There are lots of birds that inhabit the pond area. What is the Town doing to ensure the birds are not harmed?
The Town investigated the area for birds and nests in July 2021. Since no nests were found, tall grass and trees were removed. Further, the Town will be installing bird and amphibian habitat features to ensure that wildlife in this area can survive.
I received a letter from the Town indicating that the trail section connecting Taylorwood Ave to St. Michaels Crescent would be closed. When will this happen?
The Town is working closely with the contractor to limit closure of the trailway. The initial plan proposed by the contractor was to close the entire trail around the stormwater management pond. However, after much discussion, it will not be completely closed. Rather, only sections of the trail will be closed as construction continues.

There are many benefits to an upgraded stormwater management pond and wetlands, such as: 

  • Improvements to the trail
  • Reducing the frequency of flooding
  • Beautifying the area
  • Connecting residents to nature
The importance of stormwater ponds

The Columbia Way Stormwater Pond is important to the community. Did you know:

  • The stormwater pond is designed to mimic a natural wetland
  • Because of wetland vegetation, soils and microbes, water quality is improved
  • These ponds hold stormwater over a period of time which is released slowly into the stream to reduce flooding
  • Wetland vegetation provides natural habitat to various animals

The Town of Caledon investigated opportunities for improving the stormwater management pond located south of Columbia Way between Taylorwood Avenue and St. Michaels Crescent in Bolton.

These efforts included an Environmental Assessment in 2017 and a design exercise in 2019. In part, the objective of this work was to improve the flow of water impacting the stream that is currently flooding over a section of trail near Kingsview Crescent.

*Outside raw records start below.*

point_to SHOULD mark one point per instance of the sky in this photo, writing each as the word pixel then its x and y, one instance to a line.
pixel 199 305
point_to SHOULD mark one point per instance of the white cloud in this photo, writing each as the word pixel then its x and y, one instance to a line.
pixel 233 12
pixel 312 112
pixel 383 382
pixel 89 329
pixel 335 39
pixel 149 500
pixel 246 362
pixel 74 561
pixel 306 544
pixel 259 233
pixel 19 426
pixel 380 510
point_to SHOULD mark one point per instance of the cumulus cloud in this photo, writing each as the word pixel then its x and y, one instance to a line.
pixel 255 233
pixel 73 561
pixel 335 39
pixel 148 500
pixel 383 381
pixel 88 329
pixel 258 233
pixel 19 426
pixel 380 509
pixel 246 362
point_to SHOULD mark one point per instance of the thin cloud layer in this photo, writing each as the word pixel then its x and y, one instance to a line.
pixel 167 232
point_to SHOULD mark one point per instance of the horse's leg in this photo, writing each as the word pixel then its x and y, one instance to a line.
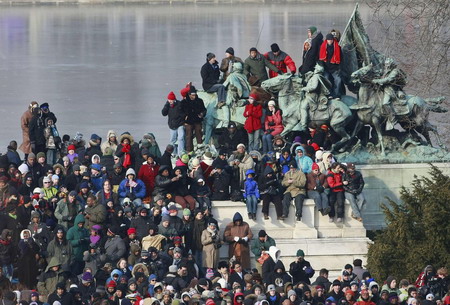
pixel 340 130
pixel 377 124
pixel 290 122
pixel 433 129
pixel 357 128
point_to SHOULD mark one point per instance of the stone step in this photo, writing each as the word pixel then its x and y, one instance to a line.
pixel 313 224
pixel 326 245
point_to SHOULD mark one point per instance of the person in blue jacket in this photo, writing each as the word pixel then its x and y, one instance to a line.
pixel 251 193
pixel 303 161
pixel 131 188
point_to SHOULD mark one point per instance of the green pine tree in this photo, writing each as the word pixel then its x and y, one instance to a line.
pixel 417 232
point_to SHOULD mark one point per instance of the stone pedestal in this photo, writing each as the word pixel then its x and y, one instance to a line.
pixel 326 245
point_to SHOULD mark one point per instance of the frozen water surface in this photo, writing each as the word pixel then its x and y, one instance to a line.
pixel 111 67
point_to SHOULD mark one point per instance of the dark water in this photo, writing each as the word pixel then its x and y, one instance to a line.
pixel 111 67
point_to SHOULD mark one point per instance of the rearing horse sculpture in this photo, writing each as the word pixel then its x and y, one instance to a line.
pixel 369 109
pixel 337 115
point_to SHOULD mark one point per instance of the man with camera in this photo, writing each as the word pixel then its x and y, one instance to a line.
pixel 316 185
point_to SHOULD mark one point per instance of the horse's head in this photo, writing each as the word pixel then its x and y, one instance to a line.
pixel 238 67
pixel 363 74
pixel 277 84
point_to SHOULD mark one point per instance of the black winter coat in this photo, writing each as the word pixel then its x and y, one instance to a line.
pixel 301 272
pixel 65 298
pixel 36 131
pixel 229 141
pixel 163 185
pixel 194 109
pixel 210 75
pixel 355 183
pixel 221 186
pixel 311 56
pixel 269 185
pixel 175 114
pixel 166 159
pixel 142 225
pixel 279 279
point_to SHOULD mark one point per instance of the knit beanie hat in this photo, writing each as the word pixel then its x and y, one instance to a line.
pixel 171 96
pixel 329 36
pixel 275 48
pixel 185 158
pixel 312 29
pixel 230 50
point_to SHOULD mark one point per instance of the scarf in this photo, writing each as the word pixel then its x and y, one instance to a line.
pixel 127 157
pixel 94 239
pixel 336 58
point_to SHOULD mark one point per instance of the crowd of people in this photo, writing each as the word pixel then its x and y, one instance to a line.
pixel 117 221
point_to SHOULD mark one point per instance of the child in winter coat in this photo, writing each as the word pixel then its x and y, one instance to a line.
pixel 253 114
pixel 251 193
pixel 52 141
pixel 71 154
pixel 202 194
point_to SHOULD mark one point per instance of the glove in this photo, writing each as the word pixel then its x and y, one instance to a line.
pixel 131 196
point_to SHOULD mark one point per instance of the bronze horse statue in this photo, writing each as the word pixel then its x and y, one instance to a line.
pixel 370 109
pixel 290 100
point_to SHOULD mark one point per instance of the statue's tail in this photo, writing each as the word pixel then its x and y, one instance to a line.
pixel 435 104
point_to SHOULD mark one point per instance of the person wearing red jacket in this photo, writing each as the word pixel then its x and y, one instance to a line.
pixel 330 57
pixel 253 113
pixel 147 173
pixel 334 179
pixel 273 126
pixel 365 298
pixel 280 60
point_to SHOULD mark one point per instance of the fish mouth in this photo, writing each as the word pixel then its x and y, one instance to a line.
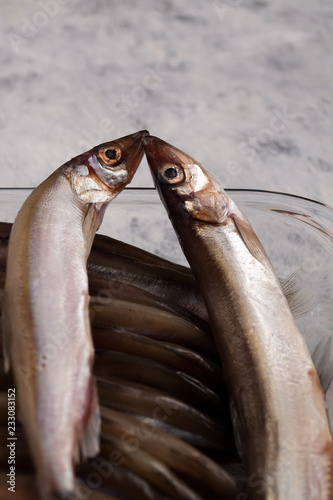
pixel 158 152
pixel 133 145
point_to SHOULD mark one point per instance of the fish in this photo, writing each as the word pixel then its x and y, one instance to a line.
pixel 276 399
pixel 45 308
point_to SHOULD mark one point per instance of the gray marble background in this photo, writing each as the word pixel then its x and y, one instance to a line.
pixel 244 86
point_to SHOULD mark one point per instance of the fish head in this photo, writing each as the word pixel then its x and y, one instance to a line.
pixel 100 174
pixel 185 187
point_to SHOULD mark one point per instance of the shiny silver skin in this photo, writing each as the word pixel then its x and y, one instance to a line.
pixel 46 318
pixel 277 401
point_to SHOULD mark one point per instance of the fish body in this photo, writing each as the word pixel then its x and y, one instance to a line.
pixel 46 308
pixel 277 402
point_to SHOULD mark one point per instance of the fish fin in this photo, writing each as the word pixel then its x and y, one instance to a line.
pixel 90 445
pixel 300 300
pixel 5 330
pixel 250 239
pixel 321 358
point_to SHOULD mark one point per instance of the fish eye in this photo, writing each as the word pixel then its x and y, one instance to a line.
pixel 172 174
pixel 111 156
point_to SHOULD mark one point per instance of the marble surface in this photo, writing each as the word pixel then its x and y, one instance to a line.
pixel 244 86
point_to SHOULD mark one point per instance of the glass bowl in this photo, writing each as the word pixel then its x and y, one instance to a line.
pixel 296 232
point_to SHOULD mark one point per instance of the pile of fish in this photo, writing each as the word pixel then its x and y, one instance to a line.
pixel 136 378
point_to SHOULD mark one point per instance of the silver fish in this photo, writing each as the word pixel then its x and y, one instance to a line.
pixel 46 319
pixel 277 401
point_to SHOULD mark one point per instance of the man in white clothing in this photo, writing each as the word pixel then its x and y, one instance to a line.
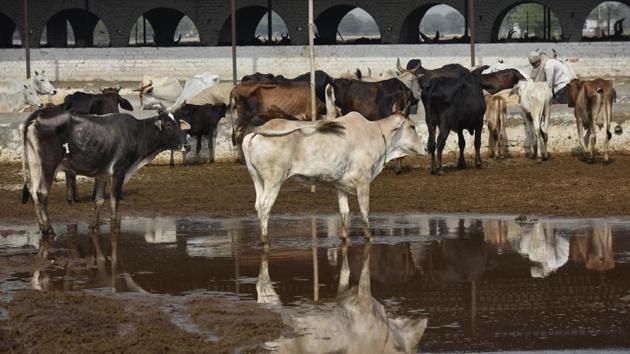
pixel 553 72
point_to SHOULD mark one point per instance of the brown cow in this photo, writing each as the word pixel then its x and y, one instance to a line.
pixel 496 113
pixel 266 100
pixel 592 101
pixel 501 80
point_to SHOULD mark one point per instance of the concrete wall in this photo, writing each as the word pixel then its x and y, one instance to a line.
pixel 130 64
pixel 562 135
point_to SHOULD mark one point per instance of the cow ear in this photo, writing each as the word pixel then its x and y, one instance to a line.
pixel 184 125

The existing stormwater management pond was built in the early 1990’s to provide flood control. Stormwater management has significantly changed over the last three decades. The Columbia Way SWMP was identified as high priority for improving the design to meet present day stormwater objectives.

The Town completed a Municipal Class Environmental Assessment Schedule ‘B’ to inform the preferred design. Through the Environmental Assessment process, stakeholders identified upgrading the stormwater pond to a constructed wetland as the preferred design approach.